"Riding the Y2K Rocket" - May 1999 Loyalty Days Parade Photo courtesy Newport News-Times
Loyalty Days, Newport Oregon
Two thousand people visited Newport on May 1, 1938,
with the prospect of a "free lunch" -- 6,000 crabs were distributed
free of charge to visitors to the first annual Crab Festival. The
reason was twofold: the price of Dungeness crab had hit rock
bottom; organizers promoted the idea of the festival believing it
would create a craving for the local crustacean. Moreover, Newport,
like the rest of America, was reeling from the Depression; it was
thought that the Crab Festival would be an economic "shot in the
arm" for Oregon's Central Coast. When World War II broke out,
Newport became concerned with the possibility of an enemy invasion
on the coast. Fisherman went off to war, while others turned their
boats over to the military for patrolling the coast. The Crab
Festival fell by the wayside. After the war, the Festival was
revived in a big way, when a Crab Festival Queen was crowned and
the chance to win a new car was raffled off. However, it wasn't too
long before crabs became too expensive to give away, the festival
lost money, and the crab festival became impractical.

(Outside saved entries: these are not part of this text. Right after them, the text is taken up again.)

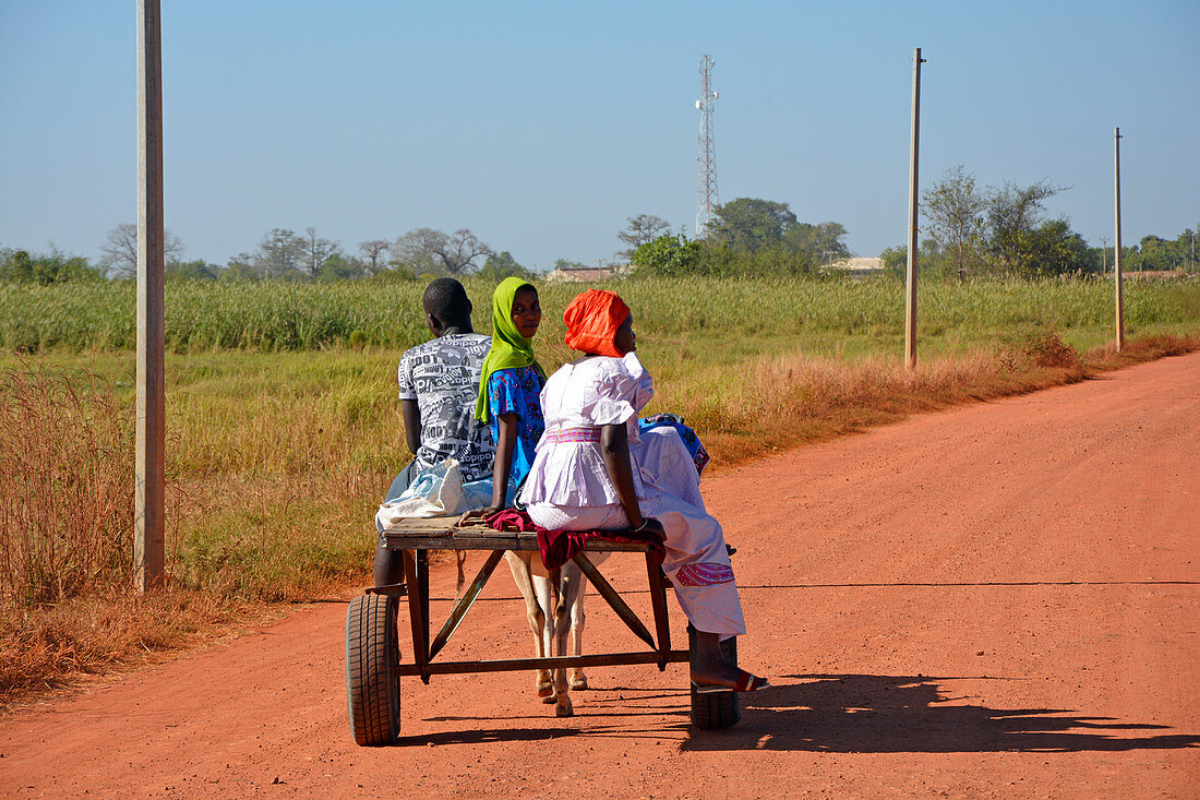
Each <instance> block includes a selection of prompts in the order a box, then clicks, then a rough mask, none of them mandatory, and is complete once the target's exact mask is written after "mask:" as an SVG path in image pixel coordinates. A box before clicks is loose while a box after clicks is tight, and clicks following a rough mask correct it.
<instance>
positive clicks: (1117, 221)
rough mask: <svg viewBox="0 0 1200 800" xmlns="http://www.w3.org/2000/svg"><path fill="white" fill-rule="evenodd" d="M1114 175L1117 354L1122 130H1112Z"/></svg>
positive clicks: (1120, 331) (1121, 336)
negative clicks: (1115, 249) (1114, 186)
mask: <svg viewBox="0 0 1200 800" xmlns="http://www.w3.org/2000/svg"><path fill="white" fill-rule="evenodd" d="M1112 167H1114V170H1112V174H1114V180H1115V187H1116V222H1117V225H1116V227H1117V230H1116V252H1115V253H1114V254H1112V264H1114V269H1112V272H1114V279H1115V281H1116V307H1117V353H1120V351H1121V350H1122V349H1124V299H1123V297H1122V296H1121V289H1122V287H1121V128H1120V127H1116V128H1112Z"/></svg>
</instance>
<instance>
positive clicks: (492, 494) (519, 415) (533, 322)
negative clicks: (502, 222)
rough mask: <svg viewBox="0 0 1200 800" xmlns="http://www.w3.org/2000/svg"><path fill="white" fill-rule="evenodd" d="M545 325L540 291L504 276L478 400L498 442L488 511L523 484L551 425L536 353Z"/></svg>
mask: <svg viewBox="0 0 1200 800" xmlns="http://www.w3.org/2000/svg"><path fill="white" fill-rule="evenodd" d="M540 324H541V305H540V303H539V302H538V290H536V289H534V288H533V287H532V285H529V284H528V283H526V282H524V281H522V279H521V278H516V277H512V278H504V281H502V282H500V285H498V287H496V294H493V295H492V349H491V350H488V351H487V357H486V359H485V360H484V373H482V375H481V377H480V381H479V402H478V403H476V405H475V417H476V419H478V420H480V421H481V422H490V423H491V428H492V441H494V443H496V462H494V465H493V468H492V505H491V506H490V507H487V509H484V513H492V512H496V511H499V510H500V509H504V507H505V506H506V501H505V500H506V489H508V486H509V481H510V480H511V481H512V482H515V483H520V482H521V479H523V477H524V476H526V473H528V471H529V468H530V467H532V465H533V459H534V449H535V447H536V446H538V440H539V439H541V434H542V432H544V431H545V429H546V422H545V420H544V419H542V415H541V387H542V385H544V384H545V383H546V371H545V369H542V368H541V365H540V363H538V360H536V359H534V357H533V337H534V335H535V333H536V332H538V326H539V325H540Z"/></svg>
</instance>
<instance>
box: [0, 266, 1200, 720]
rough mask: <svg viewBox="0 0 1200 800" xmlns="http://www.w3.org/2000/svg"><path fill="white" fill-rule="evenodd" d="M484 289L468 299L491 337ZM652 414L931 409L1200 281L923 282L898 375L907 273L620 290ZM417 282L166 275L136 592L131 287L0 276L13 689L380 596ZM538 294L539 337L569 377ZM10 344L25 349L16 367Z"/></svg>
mask: <svg viewBox="0 0 1200 800" xmlns="http://www.w3.org/2000/svg"><path fill="white" fill-rule="evenodd" d="M491 288H492V287H491V284H484V283H469V284H468V291H469V293H470V294H472V296H473V297H474V299H475V303H476V312H475V320H476V326H478V327H479V329H480V330H482V331H487V330H488V327H490V326H488V325H487V324H486V321H487V318H488V317H490V313H488V309H490V302H488V301H490V296H491ZM614 288H617V290H618V291H620V294H622V295H623V296H624V297H625V299H626V300H628V301H629V302H630V306H631V307H632V308H634V314H635V326H636V329H637V332H638V349H640V354H641V356H642V361H643V362H644V363H646V365H647V366H648V368H649V369H650V372H652V373H653V374H654V375H655V381H656V390H658V393H656V397H655V399H654V402H653V405H652V408H650V411H656V410H673V411H676V413H682V414H684V415H685V416H686V419H688V421H689V423H690V425H692V426H694V427H695V428H696V429H697V431H698V432H700V433H701V435H702V437H703V439H704V441H706V445H707V446H708V447H709V450H710V451H712V452H713V455H714V458H715V461H714V467H715V469H716V470H718V471H719V470H720V469H721V468H722V467H727V465H730V464H732V463H737V462H739V461H744V459H746V458H751V457H754V456H756V455H758V453H762V452H764V451H768V450H773V449H779V447H785V446H790V445H793V444H798V443H803V441H811V440H818V439H826V438H829V437H834V435H839V434H841V433H845V432H850V431H856V429H862V428H863V427H865V426H870V425H875V423H880V422H886V421H888V420H893V419H896V417H899V416H902V415H905V414H908V413H912V411H914V410H924V409H932V408H941V407H946V405H952V404H955V403H962V402H970V401H972V399H977V398H986V397H996V396H1001V395H1006V393H1013V392H1019V391H1027V390H1030V389H1033V387H1039V386H1045V385H1052V384H1056V383H1063V381H1068V380H1075V379H1079V378H1080V377H1082V375H1084V374H1085V373H1086V371H1088V369H1097V368H1106V367H1111V366H1118V365H1120V363H1121V362H1122V361H1128V360H1130V359H1133V360H1136V359H1145V357H1154V356H1156V355H1160V354H1163V353H1172V351H1182V350H1186V349H1189V348H1194V347H1196V345H1198V343H1200V283H1195V282H1192V283H1170V284H1163V283H1133V284H1128V285H1127V288H1126V309H1127V331H1128V335H1129V337H1130V341H1132V342H1133V343H1134V344H1133V345H1132V347H1130V348H1129V350H1130V351H1132V353H1127V354H1124V356H1123V357H1117V356H1115V355H1114V354H1112V353H1111V350H1110V349H1108V350H1106V349H1105V348H1104V344H1105V342H1106V341H1108V339H1110V338H1111V326H1112V297H1111V295H1112V289H1111V285H1110V284H1108V283H1096V282H1058V281H1054V282H1042V283H971V284H962V285H959V284H930V285H928V287H925V288H924V289H923V291H922V299H920V308H922V312H920V319H922V323H920V359H919V365H918V369H917V371H916V372H912V373H910V372H908V371H906V369H904V368H902V367H901V366H900V362H899V361H900V359H899V356H900V353H901V349H902V339H904V332H902V312H904V287H902V284H900V283H896V282H892V281H869V282H841V281H788V282H776V281H770V282H768V281H742V282H715V281H713V282H706V281H702V279H677V281H668V282H654V283H649V282H632V281H631V282H624V283H620V284H616V287H614ZM421 289H422V287H421V285H418V284H400V285H396V284H392V285H384V287H367V285H361V284H337V285H278V284H263V285H248V287H247V285H242V287H223V285H204V284H172V285H170V287H168V295H167V303H168V306H167V330H168V333H167V336H168V342H169V343H170V355H169V356H168V359H167V386H168V398H167V411H168V432H167V435H168V456H167V458H168V464H167V473H168V495H169V497H168V503H169V510H168V519H169V527H168V569H169V573H170V581H169V590H168V591H167V593H162V594H160V595H157V596H155V597H152V599H146V600H139V599H136V597H132V596H130V594H128V591H127V588H128V585H130V573H131V557H130V552H131V537H132V481H133V477H132V474H133V468H132V446H133V434H132V431H133V420H132V397H133V372H134V362H133V354H132V353H131V351H130V349H128V348H130V347H131V345H132V342H133V331H132V317H133V290H132V287H130V285H126V284H101V285H97V287H71V285H64V287H52V288H46V289H35V288H19V287H13V285H0V308H4V312H5V313H4V315H2V318H0V337H2V349H4V351H5V353H6V355H0V395H2V397H0V401H2V403H0V530H2V537H0V560H2V563H4V566H5V572H4V576H0V630H2V631H4V636H2V637H0V664H2V666H0V697H4V696H5V694H11V693H12V692H16V691H22V690H26V688H29V687H36V686H38V685H44V684H46V682H47V681H50V680H54V679H56V678H59V676H61V675H67V674H71V673H73V672H78V670H89V669H100V668H103V666H104V664H107V663H110V662H120V661H125V660H127V658H128V657H130V654H131V652H142V651H145V650H148V649H149V650H154V649H158V648H163V646H170V645H173V644H175V643H178V642H180V640H184V639H186V638H188V637H191V636H194V634H196V631H200V630H206V628H208V627H209V626H211V625H212V624H214V622H216V624H228V622H229V621H230V620H234V619H236V618H238V616H239V614H241V613H244V609H245V607H246V603H250V604H251V606H253V604H256V603H260V602H264V601H265V602H274V601H302V600H306V599H310V597H312V596H314V594H317V593H320V591H324V590H326V589H328V588H329V587H335V585H344V584H346V583H348V582H352V583H353V582H366V581H367V575H368V565H370V560H371V549H372V547H373V527H372V523H371V518H372V516H373V512H374V509H376V506H377V503H378V500H379V497H380V494H382V492H383V491H384V489H385V488H386V486H388V483H389V482H390V480H391V477H392V476H394V475H395V473H396V471H397V470H398V468H400V467H402V465H403V464H404V463H406V462H407V458H408V457H407V452H406V447H404V444H403V428H402V423H401V419H400V415H398V403H397V401H396V396H395V391H396V389H395V368H396V362H397V361H398V357H400V355H401V353H402V351H403V350H404V349H406V348H408V347H410V345H413V344H415V343H418V342H420V341H424V339H425V338H426V337H427V331H425V330H424V329H422V326H421V325H420V313H419V300H420V291H421ZM577 290H578V287H575V285H547V287H544V288H541V300H542V305H544V308H545V309H546V312H547V313H546V318H545V321H544V326H542V331H541V333H540V335H539V338H538V341H536V344H535V349H536V350H538V353H539V357H540V359H541V361H542V363H544V365H545V366H546V367H547V368H548V369H553V368H556V367H557V366H558V365H559V363H562V362H563V361H565V360H566V357H568V350H566V348H565V345H564V344H563V343H562V339H563V324H562V319H560V312H562V308H563V307H565V305H566V302H568V301H569V300H570V297H571V296H574V294H575V293H576V291H577ZM14 353H19V354H20V355H17V354H14Z"/></svg>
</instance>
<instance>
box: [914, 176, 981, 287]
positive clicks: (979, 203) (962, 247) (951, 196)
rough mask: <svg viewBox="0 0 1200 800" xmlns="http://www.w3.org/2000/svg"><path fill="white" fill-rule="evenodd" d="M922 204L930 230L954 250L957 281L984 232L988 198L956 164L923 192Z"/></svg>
mask: <svg viewBox="0 0 1200 800" xmlns="http://www.w3.org/2000/svg"><path fill="white" fill-rule="evenodd" d="M922 203H923V206H924V211H925V216H926V217H928V218H929V222H930V227H931V228H932V233H934V234H935V235H936V236H937V239H938V240H940V241H941V243H942V245H943V246H946V247H947V248H949V249H952V251H953V253H954V263H955V266H956V272H958V276H959V281H962V279H964V278H965V277H966V266H965V261H966V254H967V251H968V248H973V246H974V243H976V242H977V241H978V239H979V235H980V233H982V231H983V212H984V210H985V209H986V207H988V200H986V199H985V198H984V196H983V194H982V193H980V192H979V191H977V190H976V184H974V175H972V174H971V173H965V172H964V170H962V166H961V164H959V166H958V167H953V168H952V169H948V170H947V172H946V175H943V176H942V180H940V181H937V182H936V184H934V187H932V188H930V190H926V191H925V193H924V196H922Z"/></svg>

About the same time that the crab festival was dying,
the nation was gripped by anti-communist fervor. In 1953, the
annual May Crab Festival was replaced with Loyalty Days, and
Lincoln County veterans organizations held a modest parade "in
support of a counter demonstration of the annual May Day mass
rallies and celebrations staged by the communists." In 1958,
President Eisenhower signed a Loyalty Days Proclamation. The focus
of Newport Loyalty Days gradually switched to fun, not unlike the
Crab Festivals of old. By 1970, parade entries totaled nearly 100,
and the event featured a Dungeness crab dinner for $1.75.
Demonstrations of crab pot construction and net making and repair
were held. Since then, air shows, boat races, horse shows, scuba
diving contests, and crab running contests have all become part of
Loyalty Day events. During 1999 Loyalty Days, a crab queen was
coronated; carnival rides, boat tours, yacht races, a car show and
bed races were offered during the four-day event. A memorial
ceremony honoring Oregon's servicemen and women who lost their
lives while serving their country was held at the ocean's edge.
Although the fading away of the Cold War has
diminished the need for a patriotic May Day festival, Newport's
celebration of Loyalty Days is alive and well and continues to
grow. Having roots in both the crab Festival and loyalty "counter
demonstrations" of previous decades, it has evolved into a
celebration of community pride and a Newport rite of spring.
The project is documented with a report of five
pages; twelve 8 x 10 photographs; information on the Lincoln County
Historical Society, who submitted the project; a newspaper article;
a one-page sheet on "Loyalty Day" from 1967; and an article from
the Newport Chamber of Commerce newsletter.
Originally submitted by: Darlene Hooley, Representative (5th District).
The Local Legacies project provides a "snapshot" of American Culture as it was expressed in spring of 2000. Consequently, it is not being updated with new or revised information with the exception of "Related Website" links.